This morning, I put both my kids on a school bus for the very first time, waved to them, and then went about my business for seven hours.
That's never happened before.
I mean, I've been away from them for that long. But never without knowing that I could pick up the phone at any time and the person responsible for them would answer and tell me exactly what was happening. I didn't take advantage of that knowledge, but I knew I could.
You can't do that when your kids are in school. For one thing, the teacher is too busy being responsible for them and 20 of their soon-to-be closest friends to stop and take a phone call from a paranoid parent. For another, they go to a bunch of different places. Are they on the playground for recess? In the cafeteria eating lunch? Playing in the gym? Painting in the art room? Enjoying story time in the library?
So all day long, I've been wondering, "Where are they right now? What are they doing right now?" But in addition to that, I can't help but also wonder, "Were they scared or confused when they got off the bus?
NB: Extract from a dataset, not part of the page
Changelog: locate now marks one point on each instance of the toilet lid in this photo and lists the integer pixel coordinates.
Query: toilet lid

Did they like their new teachers? Did they find someone to sit with at lunch? Did they remember to wash their hands after they used the bathroom? Will they be able to find the right bus at the end of the day?" So many questions.
And with one hour left before the bus brings them back home, I'm trying to decide which of those questions I should ask them at the end of their first day. Actually, I probably shouldn't ask them any of those questions. What I should be asking them is things like, "Who was the nicest person you met today? What did you like best about your new classroom? What did you bring home in your backpack? What was your favorite part of the day? Who was wearing the cutest first-day-of-school outfit? (that one's for my daughter) Who had the coolest backpack? (that one's for my son) What was the most interesting thing you learned today?"
Because I know that my attitude will rub off on them. They'll understand my concerns about school, even if I don't express them in so many words. If I approach them with questions that assume their first day was scary and uncertain and unpredictable, they'll think of school as being scary and uncertain and unpredictable. But if I ask them questions that assume their first day was exciting and interesting and fun, they'll think of school as being exciting and interesting and fun.
And that's exactly what school should be: exciting and interesting and fun. And I bet that if I approach it that way, I'll be sure to get the right answer when I ask, "Are you looking forward to going back tomorrow?"